On the short end of the vote, Democrats challenged Republican claims and highlighted politically popular elements of the bill that would be wiped out if repeal took effect.
Rep. Jim Moran, D-Va., accused some Republicans of "the height of hypocrisy" by voting to repeal a vast expansion of healthcare at the same time they had signed up for coverage for their families through a government-organized program available to lawmakers.
Rep. Frank Pallone, D-N.J., said that despite claims of employment loss, the economy had added jobs in each of the past 10 months.
In one of the most animated speeches of two days of debate, Rep. George Miller, D-Calif., said repeal would return power to insurance companies. "Has anybody, any family in America, any single mother, any spouse, any child, any grandparent met a more bureaucratic system than the American health insurance system? There is no more bureaucratic system."
Three Democrats voted with Republicans on the repeal measure: Dan Boren of Oklahoma, Mike McIntyre of North Carolina and Mike Ross of Arkansas.
Senate Majority Leader Harry Reid has said the legislation will not see the light of day there, but the GOP leader, Sen. Mitch McConnell of Kentucky, said bluntly, "I assure you we will" have a vote on it. He did not predict the repeal would pass, but even a vote could present a difficult choice for Democrats facing re-election campaigns in swing states in 2012.
Separately, Republicans are expected to try to cut off the flow of funds needed to implement provisions on the bill.
The law faces another challenge, well beyond the reach of Obama's veto pen. More than half the states have filed suits against it, and while some judges have upheld the legislation, one recently ruled it was unconstitutional to require individuals to purchase insurance. The Supreme Court is widely expected to have the final word.

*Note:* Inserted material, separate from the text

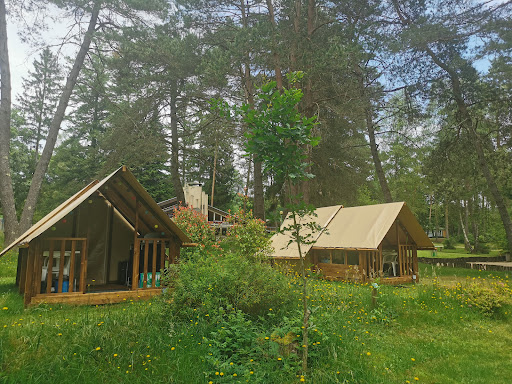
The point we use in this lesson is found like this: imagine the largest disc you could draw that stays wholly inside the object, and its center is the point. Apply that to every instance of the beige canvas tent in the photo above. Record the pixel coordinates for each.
(106, 243)
(360, 243)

The Obama administration has made a major effort in recent days to emphasize parts of the bill that have met with public approval, including one that permits children to age 26 to remain on their parents' policies if they do not have on-the-job coverage of their own. Democrats also argue that repeal would short-circuit other changes yet to take effect, including a ban on the insurance industry's practice of denying coverage or charging sharply higher premiums on the basis of a pre-existing medical condition.

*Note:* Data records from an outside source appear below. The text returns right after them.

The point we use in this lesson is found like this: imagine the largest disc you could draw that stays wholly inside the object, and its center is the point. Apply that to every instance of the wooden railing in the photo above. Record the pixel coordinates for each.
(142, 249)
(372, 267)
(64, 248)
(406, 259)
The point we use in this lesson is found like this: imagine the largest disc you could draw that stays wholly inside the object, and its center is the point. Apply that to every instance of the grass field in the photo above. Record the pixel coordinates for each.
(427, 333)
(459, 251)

Republicans intend to address the same issues with legislation they say they will bring to the House floor in the coming months, according to officials who have been involved in discussions on the issue, but no details were immediately available.
Last year, for example, the Republicans proposed a 10-year, $25 billion program to help states fund programs in which high-risk individuals could receive affordable coverage.
GOP leaders are working on the assumption that the repeal legislation will not become law, and they intend to draft future bills as changes to the structure that Obama and Democrats put into place.
On one point, they conceded no change was warranted. Majority Leader Eric Cantor, R-Va., told reporters on Tuesday seniors would be permitted to keep the $250 they have been promised to help defray the cost of drugs under the Medicare prescription benefit.
The legislation Obama signed last year was sweeping in its scope.
The Congressional Budget Office said at the time that when fully enacted, it would spread coverage to tens of millions who now lack it and — in a forecast rejected by Republicans — reduce federal deficits over the next decade.
Beginning in 2014, millions of Americans would be required to carry health insurance, whether through an employer, a government program, or their own purchase. New insurance marketplaces called exchanges would open in each state, enabling individuals and small businesses to pick from menus of private plans that met government standards. Federal subsidies would help defray the costs.